5 minute read.
Update on the outage of October 6, 2021
In my blog post on October 6th, I promised an update on what caused the outage and what we are doing to avoid it happening again. This is that update.
Crossref hosts its services in a hybrid environment. Our original services are all hosted in a data center in Massachusetts, but we host new services with a cloud provider. We also have a few R&D systems hosted with Hetzner.
We know an organization our size has no business running its own data center, and we have been slowly moving services out of the data center and into the cloud.
For example, over the past nine months, we have moved our authentication service and our REST APIs to the cloud.
And, we are working on moving the other existing services too. For example, we are in the midst of moving Event Data and, our next target, after Event Data, is the content registration system.
All new services are deployed to the cloud by default.

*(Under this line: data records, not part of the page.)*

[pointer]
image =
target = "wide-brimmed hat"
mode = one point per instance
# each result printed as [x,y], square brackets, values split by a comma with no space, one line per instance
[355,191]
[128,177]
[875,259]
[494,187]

While moving services out of the data center, we have also been trying to shore up the data center to ensure it continues to function during the transition. One of the weaknesses we identified in the data center was that the same provider managed both our primary network connection and our backup connection (albeit- on entirely different physical networks). We understood that we really needed a separate provider to ensure adequate redundancy, and we had already had a third network drop installed from a different provider. But, unfortunately, it had not yet been activated and connected.
Meanwhile, our original network provider for the first two connections informed us months ago that they would be doing some major work on our backup connection. However, they assured us that it would not affect the primary connection- something we confirmed with them repeatedly since we knew our replacement backup connection was not yet active.
But, the change our provider made did affect both the backup (as intended) and the primary (not intended). They were as surprised as we were, which kind of underscores why we want two separate providers as well as two separate network connections.
So both our primary and secondary networks went down while we had not yet activated our replacement secondary network.
Also, our only local infrastructure team member was in surgery at the time (He is fine. It was routine. Thanks for asking).
This meant we had to send a local developer to the data center, but the data center’s authentication process had changed since the last time said developer had visited (pre-pandemic). So, yeah, it took us a long time to even get into the data center.
By then, our infrastructure team member was out of surgery and on the phone with our network provider, who realized their mistake and reverted everything. This whole process (getting network connectivity restored, not the surgery) took almost two hours.
Unfortunately, the outage didn’t just affect services hosted in the data center. It also affected our cloud-hosted systems. This is because all of our requests were still routed to the data center first, after which those destined for the cloud were split out and redirected. This routing made sense when the bulk of our requests were for services hosted in the data center. But, within the past month, that calculus had shifted. Most of our requests now are for cloud-based services. We were scheduled to switch to routing traffic through our cloud provider first, and had this been in place, many of our services would have continued running during the data center outage.
It is very tempting to stop this explanation here and leave people with the impression that:
- The root cause of the outage was the unpredicted interaction between the maintenance on our backup line and the functionality of our primary line;
- Our slowness to respond was exclusively down to one of the two members of our infrastructure staff being (cough) indisposed at the time.
But the whole event uncovered several other issues as well.
- Even if one of our three lines had stayed active, the routers in the data center would not have cut over to the redundant working system because we had misconfigured them and we had not tested them;
- We did not keep current documentation on the changing security processes for accessing the data center;
- Our alerting system does not support the kind of escalation logic, and coverage-scheduling that would have allowed us to automatically detect when our primary data center administrator didn’t respond (being in surgery and all) and redirect alerts and warnings to secondary responders; and
- We need to accelerate our move out of the data center.
What are we doing to address these issues?
- Completing the installation of the backup connection with a second provider;
- Scheduling a test of our router’s cutover processes where we will actually pull the plug on our primary connection to ensure that failover is working as intended. We will give users ample warning before conducting this test;
- Revising our emergency contact procedures and updating our documentation for navigating our data center’s security process;
- Replacing our alerting system with one that gives us better control over escalation rules; and
- Adding a third FTE to the infrastructure team to help us accelerate our move to the cloud and to implement infrastructure management best practices.
October 6th, 2021, was a bad day. But we’ve learned from it. So if we have a bad day in the future, it will at least be different.